ML/Pytorch/Basics/pytorch_simple_fullynet.py

"""
A simple walkthrough of how to code a fully connected neural network
using the PyTorch library. For demonstration we train it on the very
common MNIST dataset of handwritten digits. In this code we go through
how to create the network as well as initialize a loss function, optimizer,
check accuracy and more.

Programmed by Aladdin Persson
* 2020-04-08: Initial coding
* 2021-03-24: Added more detailed comments also removed part of
              check_accuracy which would only work specifically on MNIST.
* 2022-09-23: Updated with more detailed comments, docstrings to functions, and checked code still functions as intended.
"""

# Imports
import torch
import torch.nn.functional as F  # Parameterless functions, like (some) activation functions
import torchvision.datasets as datasets  # Standard datasets
import torchvision.transforms as transforms  # Transformations we can perform on our dataset for augmentation
from torch import optim  # For optimizers like SGD, Adam, etc.
from torch import nn  # All neural network modules
from torch.utils.data import (
    DataLoader,
)  # Gives easier dataset managment by creating mini batches etc.
from tqdm import tqdm  # For nice progress bar!

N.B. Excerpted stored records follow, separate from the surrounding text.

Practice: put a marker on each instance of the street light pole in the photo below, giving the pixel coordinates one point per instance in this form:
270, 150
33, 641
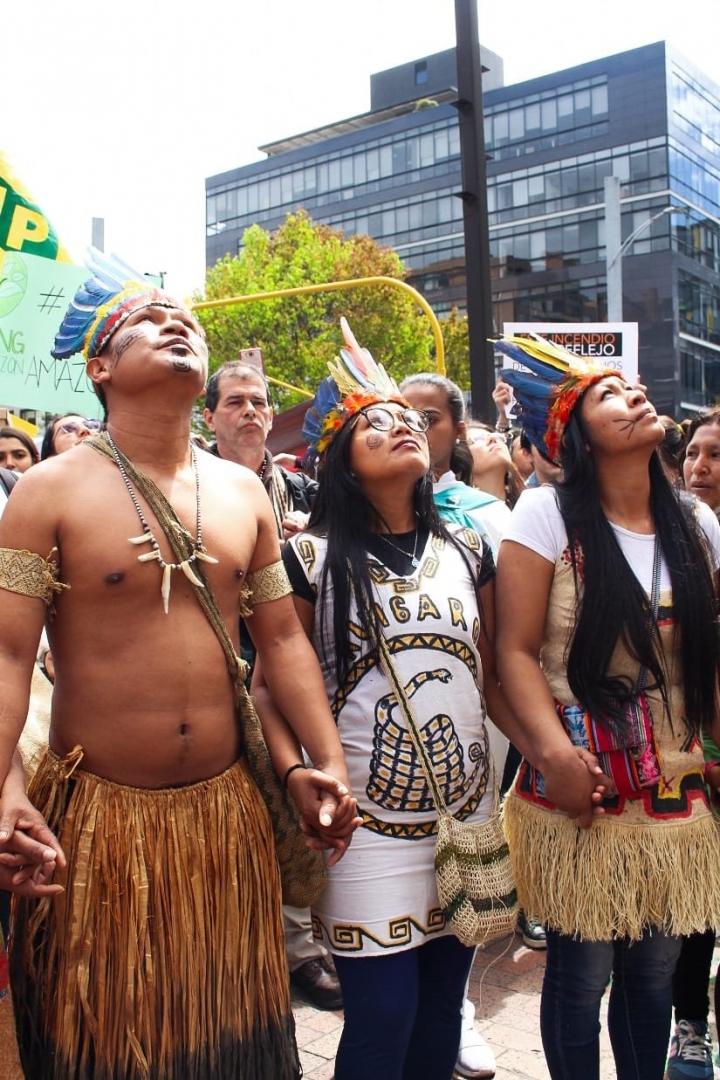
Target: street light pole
614, 243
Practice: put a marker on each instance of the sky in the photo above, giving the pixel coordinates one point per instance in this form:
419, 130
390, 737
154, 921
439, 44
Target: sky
122, 110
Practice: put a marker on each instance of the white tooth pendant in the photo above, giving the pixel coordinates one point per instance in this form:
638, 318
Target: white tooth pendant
204, 557
165, 588
190, 576
179, 530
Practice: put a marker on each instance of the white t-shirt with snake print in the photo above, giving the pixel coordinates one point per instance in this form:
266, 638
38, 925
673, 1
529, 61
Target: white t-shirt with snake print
381, 895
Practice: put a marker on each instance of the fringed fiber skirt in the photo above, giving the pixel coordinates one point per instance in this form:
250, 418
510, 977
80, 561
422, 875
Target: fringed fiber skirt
164, 958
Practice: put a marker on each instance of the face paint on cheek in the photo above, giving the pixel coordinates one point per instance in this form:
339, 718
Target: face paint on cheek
123, 342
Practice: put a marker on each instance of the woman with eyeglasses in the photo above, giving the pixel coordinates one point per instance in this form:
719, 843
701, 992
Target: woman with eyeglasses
66, 431
450, 457
377, 562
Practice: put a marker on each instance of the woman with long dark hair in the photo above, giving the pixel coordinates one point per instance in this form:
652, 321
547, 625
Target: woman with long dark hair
608, 638
378, 563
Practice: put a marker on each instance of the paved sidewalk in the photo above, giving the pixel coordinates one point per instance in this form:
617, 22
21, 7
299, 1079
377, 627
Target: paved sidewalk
505, 984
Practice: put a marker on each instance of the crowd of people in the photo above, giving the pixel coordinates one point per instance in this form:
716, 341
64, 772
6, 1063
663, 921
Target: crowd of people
544, 590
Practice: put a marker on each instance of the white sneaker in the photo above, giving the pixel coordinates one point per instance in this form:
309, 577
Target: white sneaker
475, 1057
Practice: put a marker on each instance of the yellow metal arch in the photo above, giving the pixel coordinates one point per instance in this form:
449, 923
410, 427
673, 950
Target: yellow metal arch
329, 286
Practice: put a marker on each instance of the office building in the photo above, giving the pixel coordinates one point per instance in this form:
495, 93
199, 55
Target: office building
647, 117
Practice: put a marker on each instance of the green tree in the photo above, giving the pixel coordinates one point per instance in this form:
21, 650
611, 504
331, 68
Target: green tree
457, 348
298, 335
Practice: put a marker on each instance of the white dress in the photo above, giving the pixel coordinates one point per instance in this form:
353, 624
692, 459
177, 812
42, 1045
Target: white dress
381, 895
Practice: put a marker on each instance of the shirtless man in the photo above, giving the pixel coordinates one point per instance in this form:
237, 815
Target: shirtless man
164, 955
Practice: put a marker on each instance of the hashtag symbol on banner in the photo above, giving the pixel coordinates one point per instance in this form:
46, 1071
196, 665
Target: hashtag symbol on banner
51, 300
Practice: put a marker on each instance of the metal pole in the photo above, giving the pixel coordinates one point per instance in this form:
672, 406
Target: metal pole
98, 233
613, 244
475, 208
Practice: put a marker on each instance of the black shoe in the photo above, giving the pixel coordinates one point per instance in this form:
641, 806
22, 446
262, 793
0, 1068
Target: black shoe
531, 932
318, 983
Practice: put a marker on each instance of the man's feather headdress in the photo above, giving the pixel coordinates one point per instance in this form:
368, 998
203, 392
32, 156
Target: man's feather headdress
103, 304
547, 393
355, 381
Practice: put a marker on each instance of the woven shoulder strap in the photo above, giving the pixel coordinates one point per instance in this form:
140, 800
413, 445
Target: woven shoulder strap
180, 541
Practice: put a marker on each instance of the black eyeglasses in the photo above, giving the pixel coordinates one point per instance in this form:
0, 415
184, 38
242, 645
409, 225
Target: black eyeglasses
72, 428
384, 419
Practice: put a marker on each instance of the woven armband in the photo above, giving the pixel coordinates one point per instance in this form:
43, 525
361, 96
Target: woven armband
30, 575
269, 583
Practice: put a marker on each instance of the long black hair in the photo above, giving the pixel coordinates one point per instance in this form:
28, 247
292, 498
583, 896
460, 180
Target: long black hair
614, 607
461, 458
344, 514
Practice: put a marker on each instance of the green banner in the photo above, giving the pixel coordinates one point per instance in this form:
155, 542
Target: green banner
35, 294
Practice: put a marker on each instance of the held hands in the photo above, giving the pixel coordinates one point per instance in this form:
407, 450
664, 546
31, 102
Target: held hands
29, 852
575, 783
328, 812
294, 522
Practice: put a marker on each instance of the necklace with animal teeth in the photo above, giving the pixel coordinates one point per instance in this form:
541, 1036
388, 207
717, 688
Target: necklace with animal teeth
199, 553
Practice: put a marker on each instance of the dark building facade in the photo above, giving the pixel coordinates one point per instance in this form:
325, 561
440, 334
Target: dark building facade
647, 117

# Here we create our simple neural network. For more details here we are subclassing and
# inheriting from nn.Module, this is the most general way to create your networks and
# allows for more flexibility. I encourage you to also check out nn.Sequential which
# would be easier to use in this scenario but I wanted to show you something that
# "always" works and is a general approach.
class NN(nn.Module):
    def __init__(self, input_size, num_classes):
        """
        Here we define the layers of the network. We create two fully connected layers

        Parameters:
            input_size: the size of the input, in this case 784 (28x28)
            num_classes: the number of classes we want to predict, in this case 10 (0-9)

        """
        super(NN, self).__init__()
        # Our first linear layer take input_size, in this case 784 nodes to 50
        # and our second linear layer takes 50 to the num_classes we have, in
        # this case 10.
        self.fc1 = nn.Linear(input_size, 50)
        self.fc2 = nn.Linear(50, num_classes)

    def forward(self, x):
        """
        x here is the mnist images and we run it through fc1, fc2 that we created above.
        we also add a ReLU activation function in between and for that (since it has no parameters)
        I recommend using nn.functional (F)

        Parameters:
            x: mnist images

        Returns:
            out: the output of the network
        """

        x = F.relu(self.fc1(x))
        x = self.fc2(x)
        return x


# Set device cuda for GPU if it's available otherwise run on the CPU
device = torch.device("cuda" if torch.cuda.is_available() else "cpu")

# Hyperparameters
input_size = 784
num_classes = 10
learning_rate = 0.001
batch_size = 64
num_epochs = 3

# Load Data
train_dataset = datasets.MNIST(
    root="dataset/", train=True, transform=transforms.ToTensor(), download=True
)
test_dataset = datasets.MNIST(
    root="dataset/", train=False, transform=transforms.ToTensor(), download=True
)
train_loader = DataLoader(dataset=train_dataset, batch_size=batch_size, shuffle=True)
test_loader = DataLoader(dataset=test_dataset, batch_size=batch_size, shuffle=True)

# Initialize network
model = NN(input_size=input_size, num_classes=num_classes).to(device)

# Loss and optimizer
criterion = nn.CrossEntropyLoss()
optimizer = optim.Adam(model.parameters(), lr=learning_rate)

# Train Network
for epoch in range(num_epochs):
    for batch_idx, (data, targets) in enumerate(tqdm(train_loader)):
        # Get data to cuda if possible
        data = data.to(device=device)
        targets = targets.to(device=device)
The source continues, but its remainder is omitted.